A lettings sector trade body says EU citizens may face problems getting private rented accommodation after Brexit.
And the body - the Residential Landlords Association - says the cause of the difficulty is the failure of government to publish any guidance for landlords about the implications of Brexit for the Right to Rent scheme.
Under this scheme letting agents and landlords are responsible for checking the immigration status of their tenants with the prospect of prosecution if they know or have “reasonable cause to believe” that the property they are letting is occupied by someone who does not have a right to rent in the UK.
With two thirds of all EU nationals in the country living in private rented housing, the RLA says it’s worried that landlords have received no specific guidance about their status, other than sweeping statements by Ministers.
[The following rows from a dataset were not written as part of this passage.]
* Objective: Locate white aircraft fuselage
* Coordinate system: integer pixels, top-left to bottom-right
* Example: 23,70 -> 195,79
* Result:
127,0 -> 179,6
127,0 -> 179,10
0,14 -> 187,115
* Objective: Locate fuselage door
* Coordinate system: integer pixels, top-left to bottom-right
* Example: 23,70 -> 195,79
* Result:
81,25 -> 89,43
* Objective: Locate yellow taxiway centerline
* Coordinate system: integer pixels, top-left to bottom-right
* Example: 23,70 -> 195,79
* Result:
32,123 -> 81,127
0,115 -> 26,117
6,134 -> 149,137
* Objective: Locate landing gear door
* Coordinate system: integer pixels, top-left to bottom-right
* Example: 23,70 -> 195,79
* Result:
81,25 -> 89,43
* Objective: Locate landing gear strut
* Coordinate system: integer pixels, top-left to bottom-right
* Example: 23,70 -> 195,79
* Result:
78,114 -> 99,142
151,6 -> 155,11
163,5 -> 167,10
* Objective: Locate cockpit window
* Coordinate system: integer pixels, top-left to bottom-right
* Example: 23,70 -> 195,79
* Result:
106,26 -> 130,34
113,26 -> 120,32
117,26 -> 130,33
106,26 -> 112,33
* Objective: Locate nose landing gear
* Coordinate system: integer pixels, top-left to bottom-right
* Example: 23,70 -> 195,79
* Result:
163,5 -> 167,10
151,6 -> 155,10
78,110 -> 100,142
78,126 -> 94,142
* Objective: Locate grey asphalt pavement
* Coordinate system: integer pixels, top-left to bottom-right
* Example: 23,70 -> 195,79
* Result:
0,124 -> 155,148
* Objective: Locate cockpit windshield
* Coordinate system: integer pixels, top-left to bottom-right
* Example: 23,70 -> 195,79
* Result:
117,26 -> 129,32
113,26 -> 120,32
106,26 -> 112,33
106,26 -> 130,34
Last month, a High Court Judge ruled that the Right to Rent scheme breached the European Convention on Human Rights on the basis that it led to inadvertent discrimination against non-UK nationals with the right to rent.
The RLA’s most recent research suggests that around a fifth of landlords are less likely to rent to nationals from the EU or the European Economic Area as a result of the Right to Rent, a figure the RLA warns could increase post-Brexit.
“Landlords are not border police and cannot be expected to know who does and who does not have the right to live here. The government needs to publish clear and practical guidance for landlords about the implications of Brexit on who they can and cannot rent to” explains David Smith, policy director for the association.
“If they do not, more landlords will become increasingly fearful about renting to non-UK nationals with the potential of facing prosecution. The result will be they will avoid renting to anyone who is not a UK national making life difficult for EU nationals.”